I made the point before on another thread that so many football clubs began as just that -- clubs, a gathering of (often) working class folks who came together through a narrow affiliation, local or work-oriented, for sport or some other reason. Americans struggle to grasp this concept because our professional sports teams were nearly all created as entertainment vehicles made up of people being paid to play a game. The "club" aspect really shows up at the university (amateur) level where players are all students at a particular school.

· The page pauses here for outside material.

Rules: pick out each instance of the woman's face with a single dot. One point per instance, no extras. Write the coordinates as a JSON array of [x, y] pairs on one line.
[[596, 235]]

As such, I can understand the motivation here to protect local cultural institutions, whatever they've evolved into (if they've evolved at all -- has Yeovil Town, e.g.?), and the ESL was an attempt to break away clean from that. I was just as dumbfounded and angry about this as Mancs were since I love the cultural identity of the club as Mancunian, which was the reason I started following City in the first place. It doesn't help that Henry and Kronke and the Glazers were the drivers -- in fact, it makes my point about Americans not understanding the importance of the clubs at a local level even clearer.

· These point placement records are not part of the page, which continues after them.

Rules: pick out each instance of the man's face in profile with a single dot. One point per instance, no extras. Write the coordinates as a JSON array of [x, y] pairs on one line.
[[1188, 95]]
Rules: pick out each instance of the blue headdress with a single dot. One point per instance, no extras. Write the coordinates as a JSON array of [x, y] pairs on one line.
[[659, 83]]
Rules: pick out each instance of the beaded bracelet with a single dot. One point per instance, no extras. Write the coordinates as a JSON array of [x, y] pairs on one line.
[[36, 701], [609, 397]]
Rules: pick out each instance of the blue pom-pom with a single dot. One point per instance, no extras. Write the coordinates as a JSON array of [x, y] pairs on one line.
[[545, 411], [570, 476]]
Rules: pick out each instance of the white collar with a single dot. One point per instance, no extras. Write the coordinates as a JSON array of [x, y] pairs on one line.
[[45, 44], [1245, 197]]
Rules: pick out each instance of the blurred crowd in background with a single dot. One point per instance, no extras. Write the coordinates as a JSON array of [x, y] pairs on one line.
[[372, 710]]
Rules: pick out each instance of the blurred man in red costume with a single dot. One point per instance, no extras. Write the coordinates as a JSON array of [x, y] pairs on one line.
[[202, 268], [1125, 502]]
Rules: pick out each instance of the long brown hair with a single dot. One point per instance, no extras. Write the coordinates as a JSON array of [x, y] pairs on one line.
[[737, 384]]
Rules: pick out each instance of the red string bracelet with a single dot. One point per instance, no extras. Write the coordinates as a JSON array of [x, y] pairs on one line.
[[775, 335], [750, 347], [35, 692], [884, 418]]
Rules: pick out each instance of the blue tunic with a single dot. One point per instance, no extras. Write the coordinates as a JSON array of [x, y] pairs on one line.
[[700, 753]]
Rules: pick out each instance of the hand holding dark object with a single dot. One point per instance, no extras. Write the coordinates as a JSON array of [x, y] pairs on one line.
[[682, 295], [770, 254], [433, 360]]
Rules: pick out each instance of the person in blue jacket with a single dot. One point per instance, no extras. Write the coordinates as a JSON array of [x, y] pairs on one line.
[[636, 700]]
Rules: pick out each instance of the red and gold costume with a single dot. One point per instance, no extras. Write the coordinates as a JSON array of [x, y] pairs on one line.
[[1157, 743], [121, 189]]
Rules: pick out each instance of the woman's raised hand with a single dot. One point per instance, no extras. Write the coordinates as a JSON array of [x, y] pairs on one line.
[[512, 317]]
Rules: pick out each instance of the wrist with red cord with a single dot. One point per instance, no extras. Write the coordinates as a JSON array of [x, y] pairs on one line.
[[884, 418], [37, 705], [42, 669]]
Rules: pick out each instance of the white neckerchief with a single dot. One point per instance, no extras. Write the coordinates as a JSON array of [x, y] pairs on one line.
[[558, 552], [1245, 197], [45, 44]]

However, I also understand and agree with the perspective that as written, the petition is hopelessly vague and doesn't build anything, other than -- I guess -- to raise awareness of a nebulous need for change to ensure the cultural institutions are not further damaged. It seems to open itself up to redirection and abuse in a way that could do more harm than good, including concentrating the definition of "what's good for the game" in a person or persons who, while they may not have an agenda, may be ill-equipped to make such a determination.
As for Neville, I'll say that for years I've really struggled to figure him out. Sometimes he seems irritatingly biased; other times thoughtful; other times forthright; other times balanced; other times, off his rocker; other times dumber than box of hammers, all in equal measure. Whether he's driving this or not is one question. What his motives for being so vocal would appear to be another. Both these problems could be partially solved by all I'm asking for -- more specificity in the petition. As written, I wouldn't sign it.

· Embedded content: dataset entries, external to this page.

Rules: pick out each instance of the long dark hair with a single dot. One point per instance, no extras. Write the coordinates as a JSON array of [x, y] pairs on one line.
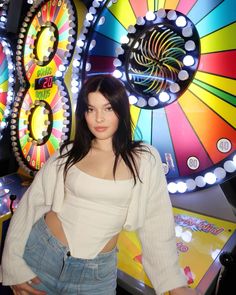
[[123, 144]]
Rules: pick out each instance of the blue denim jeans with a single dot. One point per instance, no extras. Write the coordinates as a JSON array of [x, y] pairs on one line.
[[62, 274]]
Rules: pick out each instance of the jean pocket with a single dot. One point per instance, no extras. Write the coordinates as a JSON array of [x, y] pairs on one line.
[[106, 270]]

But your point about reform timing I agree with.
Finally a poster who has reservations about the petition based on careful thought as opposed to blind paranoia about Gary Neville.
I do broadly understand your reservations about the petition being vague and the potential for it to lead to complications down the line.
But I’d just reaffirm, the petition is not a proposal for how to fix football governance. It’s a petition to get MPs to debate whether current football governance is fit for purpose and whether it might need reform.
If they decide it’s worth investigating, there would be a far-reaching independent review about how football is currently governed and stakeholders like the fans would absolutely be consulted during that process.
But let’s even say absolute worst case scenario the independent review agreed with some things that Gary Neville might say, it would still need to win a majority in Parliament to be enacted in to law.
You’d hope that the 650 MPs would vote on what‘s best for football and their constituents and not just ram through some half-baked ideas that suit Gary Neville and fuck the rest of football in this country over.
But even on Gary Neville, he was incandescent about Project Big Picture. He called it a “power grab” by United and Liverpool which wasn’t in the best interests of the game. He said they needed to be reigned in.
He was furious about the Super League and again was very vocal that he thought it was being driven by United and Liverpool and how it was a disgrace how they were using their positions of influence to hold a gun over the heads of the rest of football.
He’s in favour of owner investment in football because it encourages competition and he’s anti-FFP because it protects the traditional big clubs. Perhaps his views on this are driven by his own investment in Salford City, but they are his views nonetheless.
Several Chief Exec’s have tried to reform the FA and have been completely unable to do so because of how the organisation is structured. Greg Dyke, the former Chief Exec said it was “unreformable” in its current structure.
The only way that can be changed is if the government forces that change upon it. And signing the petition is the first step towards that. It’s the best chance we’ve got.